Kirsten Grieshabera & Frank Jordans/Associated Press- The driver who rammed a truck into a crowded Christmas market in the heart of the German capital, killing at least 12 people and injuring nearly 50, did so intentionally, police said Tuesday. Chancellor Angela Merkel said authorities believe it was a terror attack.
The truck smashed into the popular Christmas market filled with tourists and locals outside the Kaiser Wilhelm Memorial Church near Berlin's Zoo station late Monday.
"Our investigators are working on the assumption that the truck was intentionally driven into the crowd at the Christmas market on Breitscheidplatz," Berlin police said on Twitter.
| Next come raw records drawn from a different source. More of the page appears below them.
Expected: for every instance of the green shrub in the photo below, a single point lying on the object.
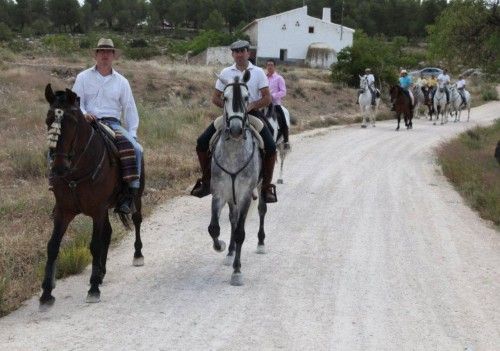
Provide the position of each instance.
(27, 163)
(489, 92)
(138, 43)
(141, 53)
(5, 32)
(60, 44)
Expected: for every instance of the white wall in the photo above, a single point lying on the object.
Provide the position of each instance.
(296, 39)
(219, 55)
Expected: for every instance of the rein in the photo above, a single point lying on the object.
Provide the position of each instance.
(234, 174)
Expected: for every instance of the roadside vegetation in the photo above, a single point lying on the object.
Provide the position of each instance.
(468, 162)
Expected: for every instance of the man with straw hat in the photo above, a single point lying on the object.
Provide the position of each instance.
(105, 95)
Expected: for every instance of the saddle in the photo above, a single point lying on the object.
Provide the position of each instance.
(255, 124)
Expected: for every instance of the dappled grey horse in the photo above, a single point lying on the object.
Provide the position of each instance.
(440, 103)
(456, 103)
(236, 169)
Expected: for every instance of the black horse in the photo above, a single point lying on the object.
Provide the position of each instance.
(402, 106)
(85, 178)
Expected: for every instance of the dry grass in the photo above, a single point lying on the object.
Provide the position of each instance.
(469, 164)
(174, 103)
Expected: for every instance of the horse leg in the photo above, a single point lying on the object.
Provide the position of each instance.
(137, 219)
(61, 221)
(282, 152)
(233, 219)
(261, 235)
(363, 113)
(96, 248)
(106, 239)
(214, 228)
(138, 257)
(239, 238)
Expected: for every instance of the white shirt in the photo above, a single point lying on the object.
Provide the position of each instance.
(107, 96)
(257, 81)
(370, 78)
(444, 78)
(461, 84)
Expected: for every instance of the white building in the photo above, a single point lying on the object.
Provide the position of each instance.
(290, 35)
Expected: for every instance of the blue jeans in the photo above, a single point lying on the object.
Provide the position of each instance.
(116, 126)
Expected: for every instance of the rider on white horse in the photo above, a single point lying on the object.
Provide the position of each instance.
(461, 87)
(370, 78)
(277, 88)
(445, 79)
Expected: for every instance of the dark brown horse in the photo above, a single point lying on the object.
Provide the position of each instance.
(402, 105)
(85, 178)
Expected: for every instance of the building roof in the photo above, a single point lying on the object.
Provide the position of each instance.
(301, 10)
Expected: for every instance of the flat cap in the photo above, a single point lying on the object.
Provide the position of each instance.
(240, 44)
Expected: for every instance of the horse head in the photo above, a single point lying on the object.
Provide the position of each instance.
(62, 122)
(363, 83)
(441, 87)
(235, 98)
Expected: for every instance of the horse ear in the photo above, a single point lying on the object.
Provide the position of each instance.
(246, 76)
(49, 94)
(71, 96)
(225, 82)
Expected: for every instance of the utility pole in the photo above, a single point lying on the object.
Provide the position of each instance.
(342, 21)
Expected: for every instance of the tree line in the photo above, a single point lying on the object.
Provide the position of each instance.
(388, 17)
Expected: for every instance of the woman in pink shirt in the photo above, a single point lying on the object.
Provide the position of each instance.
(277, 88)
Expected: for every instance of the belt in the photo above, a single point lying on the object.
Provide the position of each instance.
(109, 120)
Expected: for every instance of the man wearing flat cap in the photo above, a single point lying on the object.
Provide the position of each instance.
(260, 97)
(105, 95)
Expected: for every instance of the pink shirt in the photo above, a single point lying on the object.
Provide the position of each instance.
(277, 87)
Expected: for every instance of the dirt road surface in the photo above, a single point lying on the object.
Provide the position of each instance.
(369, 248)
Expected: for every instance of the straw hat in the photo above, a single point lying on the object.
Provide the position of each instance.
(106, 44)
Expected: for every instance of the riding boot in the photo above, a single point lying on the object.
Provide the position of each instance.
(126, 206)
(268, 189)
(202, 186)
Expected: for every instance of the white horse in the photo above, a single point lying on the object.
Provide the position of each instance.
(456, 104)
(440, 104)
(236, 172)
(365, 102)
(278, 137)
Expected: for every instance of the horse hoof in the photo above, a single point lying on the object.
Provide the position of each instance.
(93, 298)
(222, 246)
(236, 279)
(138, 261)
(46, 303)
(261, 249)
(228, 260)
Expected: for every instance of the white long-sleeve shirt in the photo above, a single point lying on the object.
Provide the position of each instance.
(107, 96)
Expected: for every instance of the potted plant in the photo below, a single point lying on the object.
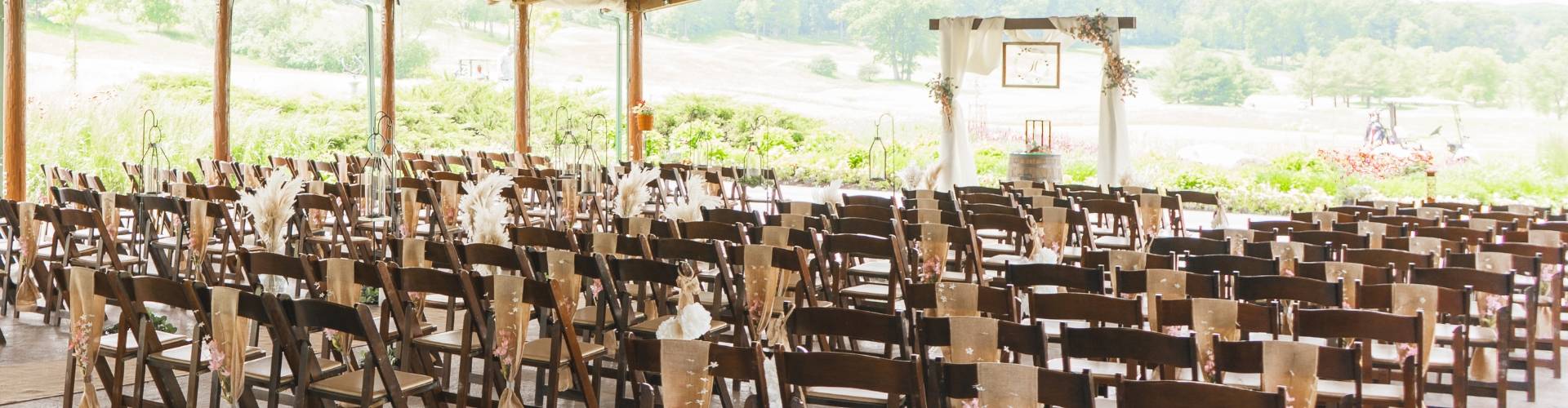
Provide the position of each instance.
(645, 117)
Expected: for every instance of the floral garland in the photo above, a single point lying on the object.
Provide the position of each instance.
(942, 90)
(1120, 71)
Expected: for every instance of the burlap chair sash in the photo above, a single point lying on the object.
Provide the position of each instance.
(87, 326)
(1167, 285)
(109, 209)
(511, 330)
(229, 333)
(341, 287)
(1349, 273)
(1053, 229)
(1375, 229)
(1294, 366)
(408, 207)
(1152, 214)
(1290, 253)
(1209, 317)
(1007, 385)
(1237, 239)
(199, 224)
(933, 251)
(957, 300)
(569, 204)
(1409, 299)
(562, 272)
(684, 372)
(765, 289)
(22, 272)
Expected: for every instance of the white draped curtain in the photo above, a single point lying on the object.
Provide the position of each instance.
(964, 51)
(968, 51)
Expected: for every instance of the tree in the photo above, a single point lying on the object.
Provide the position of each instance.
(896, 30)
(69, 13)
(1206, 79)
(1313, 79)
(1472, 74)
(160, 13)
(1545, 78)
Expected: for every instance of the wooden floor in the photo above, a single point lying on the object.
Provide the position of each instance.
(32, 365)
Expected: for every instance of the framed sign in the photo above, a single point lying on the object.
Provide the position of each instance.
(1032, 64)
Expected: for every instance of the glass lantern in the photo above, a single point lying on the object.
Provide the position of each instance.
(380, 178)
(877, 161)
(153, 156)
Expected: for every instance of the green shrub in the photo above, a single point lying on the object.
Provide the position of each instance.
(823, 66)
(869, 73)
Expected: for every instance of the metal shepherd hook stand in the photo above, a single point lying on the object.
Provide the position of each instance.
(380, 175)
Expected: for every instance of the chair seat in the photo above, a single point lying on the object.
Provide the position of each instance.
(651, 326)
(998, 263)
(1329, 389)
(1097, 367)
(350, 385)
(538, 352)
(449, 341)
(1114, 242)
(590, 317)
(995, 248)
(167, 339)
(91, 261)
(866, 290)
(845, 394)
(1388, 355)
(261, 369)
(872, 268)
(180, 357)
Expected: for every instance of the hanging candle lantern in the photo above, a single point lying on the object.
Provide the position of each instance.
(153, 156)
(380, 178)
(877, 161)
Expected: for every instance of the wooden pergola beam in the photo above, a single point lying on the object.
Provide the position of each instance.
(1040, 24)
(220, 82)
(521, 81)
(634, 85)
(15, 101)
(388, 73)
(653, 5)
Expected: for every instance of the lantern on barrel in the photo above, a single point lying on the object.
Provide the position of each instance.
(380, 178)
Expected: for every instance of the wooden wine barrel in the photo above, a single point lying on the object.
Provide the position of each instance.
(1036, 166)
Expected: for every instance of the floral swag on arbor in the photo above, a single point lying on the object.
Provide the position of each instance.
(1120, 71)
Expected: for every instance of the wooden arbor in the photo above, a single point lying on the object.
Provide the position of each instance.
(1114, 146)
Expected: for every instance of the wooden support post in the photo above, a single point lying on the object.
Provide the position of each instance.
(521, 81)
(634, 86)
(220, 82)
(388, 73)
(15, 101)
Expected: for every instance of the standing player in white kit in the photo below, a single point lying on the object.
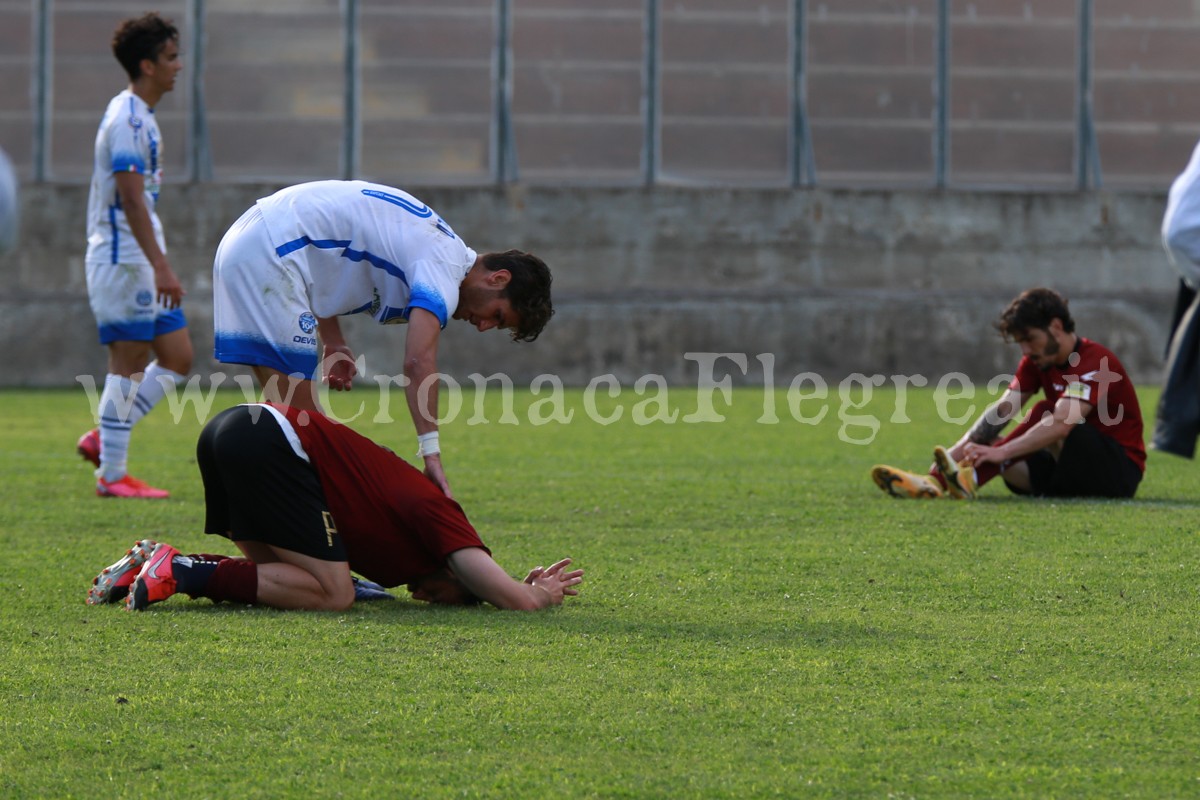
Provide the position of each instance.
(303, 257)
(135, 294)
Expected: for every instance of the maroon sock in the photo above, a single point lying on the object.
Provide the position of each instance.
(235, 581)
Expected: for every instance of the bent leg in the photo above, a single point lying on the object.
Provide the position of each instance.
(293, 581)
(174, 350)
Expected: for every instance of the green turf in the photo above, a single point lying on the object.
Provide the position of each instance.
(757, 620)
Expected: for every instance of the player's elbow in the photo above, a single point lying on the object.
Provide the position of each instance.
(521, 600)
(417, 367)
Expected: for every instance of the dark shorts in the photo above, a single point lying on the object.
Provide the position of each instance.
(257, 489)
(1090, 465)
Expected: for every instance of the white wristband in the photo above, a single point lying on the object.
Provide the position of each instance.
(427, 444)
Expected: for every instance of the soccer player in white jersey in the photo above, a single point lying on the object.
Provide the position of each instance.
(303, 257)
(135, 294)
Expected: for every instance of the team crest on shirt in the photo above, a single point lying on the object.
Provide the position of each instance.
(1078, 390)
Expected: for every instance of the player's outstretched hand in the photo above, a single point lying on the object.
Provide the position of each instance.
(340, 367)
(168, 288)
(556, 581)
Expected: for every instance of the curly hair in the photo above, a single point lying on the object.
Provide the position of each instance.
(142, 37)
(528, 290)
(1035, 308)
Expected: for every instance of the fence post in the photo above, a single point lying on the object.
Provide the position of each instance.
(942, 94)
(42, 86)
(651, 139)
(504, 154)
(201, 154)
(804, 172)
(352, 130)
(1087, 146)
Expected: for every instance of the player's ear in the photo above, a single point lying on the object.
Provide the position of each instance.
(498, 280)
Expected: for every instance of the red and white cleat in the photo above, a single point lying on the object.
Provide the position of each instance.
(113, 582)
(129, 487)
(89, 446)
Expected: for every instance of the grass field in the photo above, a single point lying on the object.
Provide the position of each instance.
(756, 620)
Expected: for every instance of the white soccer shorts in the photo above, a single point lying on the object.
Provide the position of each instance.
(124, 300)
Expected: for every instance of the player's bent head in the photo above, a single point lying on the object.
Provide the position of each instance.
(442, 588)
(528, 290)
(142, 38)
(1035, 308)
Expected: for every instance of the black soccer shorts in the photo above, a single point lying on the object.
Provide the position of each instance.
(257, 489)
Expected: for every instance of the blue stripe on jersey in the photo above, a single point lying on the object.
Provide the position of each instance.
(112, 223)
(390, 312)
(347, 252)
(129, 162)
(431, 301)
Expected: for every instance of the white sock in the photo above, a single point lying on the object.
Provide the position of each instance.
(115, 409)
(153, 389)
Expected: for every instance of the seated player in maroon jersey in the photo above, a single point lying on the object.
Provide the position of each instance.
(309, 500)
(1083, 439)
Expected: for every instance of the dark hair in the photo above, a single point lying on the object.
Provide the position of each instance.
(1035, 308)
(142, 37)
(528, 290)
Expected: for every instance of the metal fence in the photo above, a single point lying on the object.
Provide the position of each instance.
(755, 92)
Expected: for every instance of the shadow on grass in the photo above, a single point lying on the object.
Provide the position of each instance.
(563, 623)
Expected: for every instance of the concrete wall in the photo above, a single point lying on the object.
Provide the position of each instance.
(827, 281)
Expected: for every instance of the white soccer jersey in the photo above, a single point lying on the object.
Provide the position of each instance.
(367, 248)
(127, 142)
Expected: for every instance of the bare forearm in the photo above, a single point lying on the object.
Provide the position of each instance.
(421, 394)
(1039, 437)
(138, 216)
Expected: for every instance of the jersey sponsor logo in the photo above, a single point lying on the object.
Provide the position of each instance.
(1078, 390)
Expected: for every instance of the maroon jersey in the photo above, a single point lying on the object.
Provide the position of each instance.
(396, 524)
(1099, 379)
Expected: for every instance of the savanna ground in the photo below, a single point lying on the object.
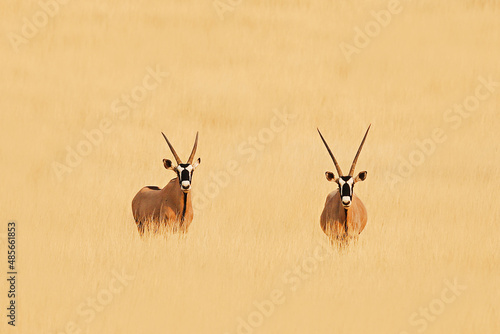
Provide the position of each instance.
(433, 216)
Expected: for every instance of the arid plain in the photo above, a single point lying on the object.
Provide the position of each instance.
(88, 87)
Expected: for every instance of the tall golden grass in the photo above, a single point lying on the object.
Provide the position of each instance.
(258, 232)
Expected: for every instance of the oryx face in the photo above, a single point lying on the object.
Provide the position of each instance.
(345, 182)
(184, 171)
(346, 186)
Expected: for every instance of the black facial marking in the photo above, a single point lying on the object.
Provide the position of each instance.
(185, 175)
(346, 190)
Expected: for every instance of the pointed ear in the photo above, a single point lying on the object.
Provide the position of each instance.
(168, 164)
(196, 163)
(330, 176)
(361, 176)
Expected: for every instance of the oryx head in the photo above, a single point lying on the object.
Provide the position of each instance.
(184, 170)
(346, 183)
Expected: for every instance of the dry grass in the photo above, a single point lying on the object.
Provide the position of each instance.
(225, 79)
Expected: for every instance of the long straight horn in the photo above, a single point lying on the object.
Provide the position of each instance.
(193, 152)
(353, 166)
(172, 149)
(331, 154)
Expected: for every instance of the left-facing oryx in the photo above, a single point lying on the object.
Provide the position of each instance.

Merkel said she was "shocked, shaken and deeply saddened."
"There is still a lot that we don't know about this act with sufficient certainty," she told reporters. "But we must, as things stand, assume it was a terrorist attack."
Numerous German media reported that the suspect, who was picked up about 2 kilometers from the crash site, was a Pakistani citizen.
Footage showed the suspect, his head covered in a white sheet, being pushed into a police car shortly after the attack.
Berlin's public radio station RBB-Inforadio cited security sources saying the man entered Germany on Dec. 31, 2015. News agency dpa, also citing unnamed security sources, said he came to Germany as a refugee in February 2016. Berlin's Tagesspiegel newspaper reported that the man was known to police for minor crimes.
Police declined to comment on the reports, referring questions to federal prosecutors who said they would hold a news conference Tuesday afternoon. But Merkel, who has been criticized for allowing in large numbers of migrants, addressed head-on the possibility that an asylum-seeker was responsible.
"I know that it would be particularly hard for us all to bear if it were confirmed that a person committed this act who asked for protection and asylum in Germany," Merkel said. "This would be particularly sickening for the many, many Germans who work to help refugees every day and for the many people who really need our help and are making an effort to integrate in our country."
A spokesman for Berlin's office for refugee affairs said police conducted a large-scale search overnight at a large shelter for asylum-seekers at the city's now-defunct Tempelhof airport. Four men in their late 20s were questioned but nobody was arrested, Sascha Langenbach told The Associated Press.
Among the dead was a man in the truck, who succumbed as paramedics treated him, Berlin police spokesman Winfried Wenzel said. Police said later that the man was a Polish national, but didn't give further details of who he was or what happened to him.
The Polish owner of the truck said he feared the vehicle may have been hijacked. Ariel Zurawski said he last spoke with the driver, his cousin, around noon, and the driver told him he was in Berlin and scheduled to unload Tuesday morning. "They must have done something to my driver," he told TVN24.